I have been reading quite a bit lately about the causes of our latest economic woes. Without a doubt, much of the blame must rest upon the shoulders of multi-national banks, Wall Street Investment Houses, and all those Washington politicians, both Republican and Democratic, who thrust their faces into the huge money trough provided by the above mentioned financial giants. For none of what almost plunged us into a 1930s-like depression could have happened had not our elected officials willingly dismantled most of the economic regulatory system created during the New Deal. No I am not about to let any of our movers and shakers off the hook, but it is time to take a hard look at some others who were complicit in our economic collapse. You know--us!
First, you and I elected every one of the members of Congress and all the presidents who marshaled in the era of unchecked capitalism. Beginning with the Reagan Revolution in 1980, and ending, well it hasn't really ended yet if you look at how many Wall Streeters have been appointed to key economic and political offices by President Obama. Did anyone with an IQ of more than two digits really believe that fundamental change would result from the political campaigns of Barack Obama and John McCain, which amassed over 1.5 billion dollars to buy our votes? All the real reformers were choked to death by the big money boys early in the primary season and we all just sat back and watched. And what, now we are shocked by the outcome? Bigger than ever Wall Street bonuses, huge profits for investment bankers, and no financial reforms of any kind. Representative democracy does not work if the electorate allows its votes to be purchased by the biggest spender. Oh yeah, in case you haven't noticed, those same toadies of Wall Street bought themselves the Supreme Court too. With a 5-4 deregulation majority now firmly in charge, we got to witness the transformation of corporations into real people with full constitutional rights. Which isn't even close to an earlier decision by the same court that determined that money and speech were the same thing, and therefore equally protected by the First Amendment.
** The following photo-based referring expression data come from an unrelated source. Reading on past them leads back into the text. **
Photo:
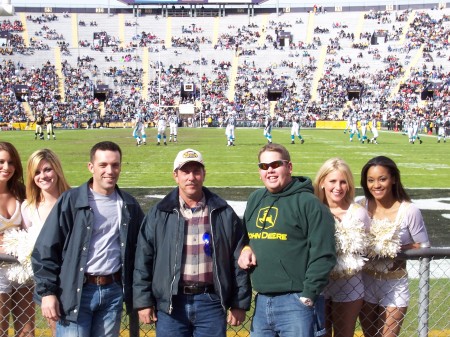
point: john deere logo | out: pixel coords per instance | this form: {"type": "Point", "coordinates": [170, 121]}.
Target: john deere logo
{"type": "Point", "coordinates": [267, 217]}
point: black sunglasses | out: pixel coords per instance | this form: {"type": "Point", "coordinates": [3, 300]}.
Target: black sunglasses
{"type": "Point", "coordinates": [275, 164]}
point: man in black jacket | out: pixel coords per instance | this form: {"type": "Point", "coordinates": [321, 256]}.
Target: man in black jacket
{"type": "Point", "coordinates": [186, 274]}
{"type": "Point", "coordinates": [84, 254]}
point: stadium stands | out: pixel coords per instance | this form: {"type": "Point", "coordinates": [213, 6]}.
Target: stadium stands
{"type": "Point", "coordinates": [393, 56]}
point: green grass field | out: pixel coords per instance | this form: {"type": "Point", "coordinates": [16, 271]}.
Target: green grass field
{"type": "Point", "coordinates": [422, 165]}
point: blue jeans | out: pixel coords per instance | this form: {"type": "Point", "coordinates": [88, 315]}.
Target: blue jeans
{"type": "Point", "coordinates": [99, 314]}
{"type": "Point", "coordinates": [193, 315]}
{"type": "Point", "coordinates": [285, 315]}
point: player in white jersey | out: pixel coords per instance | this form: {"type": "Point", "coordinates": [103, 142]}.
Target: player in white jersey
{"type": "Point", "coordinates": [295, 130]}
{"type": "Point", "coordinates": [373, 128]}
{"type": "Point", "coordinates": [443, 127]}
{"type": "Point", "coordinates": [268, 128]}
{"type": "Point", "coordinates": [162, 124]}
{"type": "Point", "coordinates": [139, 130]}
{"type": "Point", "coordinates": [364, 130]}
{"type": "Point", "coordinates": [173, 126]}
{"type": "Point", "coordinates": [230, 122]}
{"type": "Point", "coordinates": [354, 128]}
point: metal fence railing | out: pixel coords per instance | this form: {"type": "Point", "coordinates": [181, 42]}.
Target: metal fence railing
{"type": "Point", "coordinates": [428, 313]}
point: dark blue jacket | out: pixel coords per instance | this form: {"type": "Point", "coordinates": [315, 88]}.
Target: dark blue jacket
{"type": "Point", "coordinates": [160, 247]}
{"type": "Point", "coordinates": [60, 254]}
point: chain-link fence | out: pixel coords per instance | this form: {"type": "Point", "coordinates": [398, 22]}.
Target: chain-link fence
{"type": "Point", "coordinates": [428, 312]}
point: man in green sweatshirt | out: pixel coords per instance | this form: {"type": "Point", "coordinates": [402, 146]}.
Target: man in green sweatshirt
{"type": "Point", "coordinates": [291, 249]}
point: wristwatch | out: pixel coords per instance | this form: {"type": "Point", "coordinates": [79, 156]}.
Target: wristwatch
{"type": "Point", "coordinates": [307, 301]}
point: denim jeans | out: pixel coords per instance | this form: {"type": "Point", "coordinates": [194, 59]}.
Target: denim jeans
{"type": "Point", "coordinates": [193, 315]}
{"type": "Point", "coordinates": [99, 314]}
{"type": "Point", "coordinates": [285, 315]}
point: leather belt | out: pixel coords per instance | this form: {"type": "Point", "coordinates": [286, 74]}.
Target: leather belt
{"type": "Point", "coordinates": [195, 289]}
{"type": "Point", "coordinates": [102, 280]}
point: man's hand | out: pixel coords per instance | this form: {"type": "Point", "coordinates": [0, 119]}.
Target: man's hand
{"type": "Point", "coordinates": [236, 316]}
{"type": "Point", "coordinates": [247, 259]}
{"type": "Point", "coordinates": [50, 308]}
{"type": "Point", "coordinates": [147, 315]}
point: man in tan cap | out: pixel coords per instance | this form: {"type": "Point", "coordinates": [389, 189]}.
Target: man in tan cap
{"type": "Point", "coordinates": [186, 272]}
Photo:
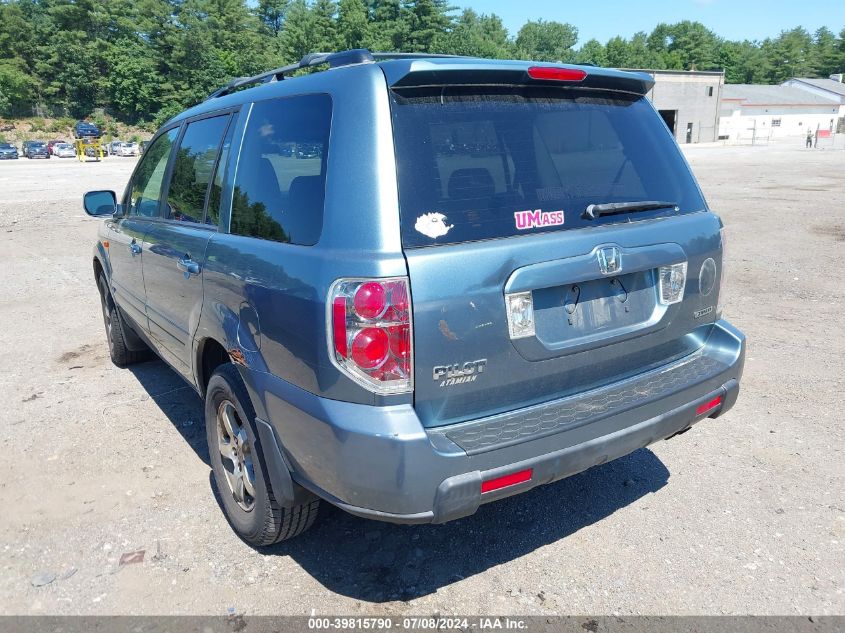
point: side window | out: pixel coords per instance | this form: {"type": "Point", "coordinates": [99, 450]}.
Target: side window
{"type": "Point", "coordinates": [281, 176]}
{"type": "Point", "coordinates": [193, 168]}
{"type": "Point", "coordinates": [146, 185]}
{"type": "Point", "coordinates": [212, 216]}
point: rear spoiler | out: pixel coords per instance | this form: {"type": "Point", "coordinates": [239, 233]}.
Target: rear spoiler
{"type": "Point", "coordinates": [471, 72]}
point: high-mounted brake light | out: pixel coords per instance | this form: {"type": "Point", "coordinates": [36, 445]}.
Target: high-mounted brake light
{"type": "Point", "coordinates": [556, 74]}
{"type": "Point", "coordinates": [370, 326]}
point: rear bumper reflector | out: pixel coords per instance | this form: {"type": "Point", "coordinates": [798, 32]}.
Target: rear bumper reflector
{"type": "Point", "coordinates": [707, 406]}
{"type": "Point", "coordinates": [507, 480]}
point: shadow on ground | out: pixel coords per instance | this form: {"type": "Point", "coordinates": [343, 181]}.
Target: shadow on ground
{"type": "Point", "coordinates": [378, 562]}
Ah, but today's rant is not just another populist diatribe against American economic elites. For you and I are not just politically complicit in the mess we now find ourselves in, but we own a great deal of the economic blame too. Now before you think I have drunk the Libertarian Kool Aid, let me explain. In 1973, the year we suffered through OPEC choking off the supply of gasoline to the United States, and while we were watching the televised Congressional Watergate hearings, something very important began to happen to middle class America. That was the year that our real income stopped growing. From that year, right up to today, the value of our wages and salaries has not increased. . . at all. Oh yeah, that was also the last year that top corporate salaries and bonuses averaged from ten to twenty times higher than ours. Today, while we have not seen any real economic growth in our families, the moguls of Wall Street now make hundreds of times our annual pay. Can anyone say billionaire?
From 1945 to 1973, thanks to a combination of industrial, rather than financial growth, robust government regulations, a real graduated income tax system, the collective bargaining power of organized labor, and a willingness on the part of the American people to pay their way, we all got wealthier. So what the heck happened? Beyond neglecting our basic constitutional duties to both send qualified representatives into government, and then monitoring their behavior while in office, we began to substitute personal debt for real income. One can make a pretty good argument that American consumers would have paid more attention to the stagnation of the middle class, at the hands of the latter day robber barons on Wall Street, had we not been able to convert our homes into ATM machines. But every time we re-financed our mortgages, or took out a second to buy a boat, a car, or that custom pool in the back yard, a personal choice was made to assume more debt. No matter how enticing the combination of Wall Street and Madison Avenue made things look, in the end we all were to blame for the great housing bubble. To put it simply, there would have been no bundled mortgage securities and no credit default swaps if we had been more prudent and less greedy.
But once the bubble burst, the latter day populists, like the Tea Partiers, began to build their constituencies by blaming the evil triumvirate of Big Banks, Wall Street and Washington. The economic conspiracy theory goes as follows: Americans were tricked into buying sub-prime loans to get into homes they could not afford. Then, they were wooed by consumer advertisements to chase a standard of living they could not afford. At best, this is about a half truth. To be sure, predatory lenders were out there and they were aggressively marketing their voodoo lending packages. But it was always our choice to assume any unwise risk. All the truth in lending laws mean nothing if consumers were so desperate to buy into a materialistic version of the "Good Life," that they did not read the contracts they were about to sign. Certainly, shame on the banks and our political leaders for creating this mess, but shame too on us for blindly going along like so many brainless lemmings.
Imagine where we might be today if we hadn't borrowed to sustain our life styles, but only spent what we were making. Do you think that we would have stood idly by while a few of us amassed trillions of dollars in speculative wealth? By 1980 we would have seen that we were actually falling behind economically and the rush to deregulate the financial industry might instead have been a rush to more fairly distribute the great wealth of our country. Meanwhile the fat cats are laughing all the way to their "too big to fail" bank. For while our wages went down over the last forty years, our economic productivity went up. So let me see. . . if I was actually making less, but I was ever more productive, then where did all that wealth go that I created? See, I knew you would get it.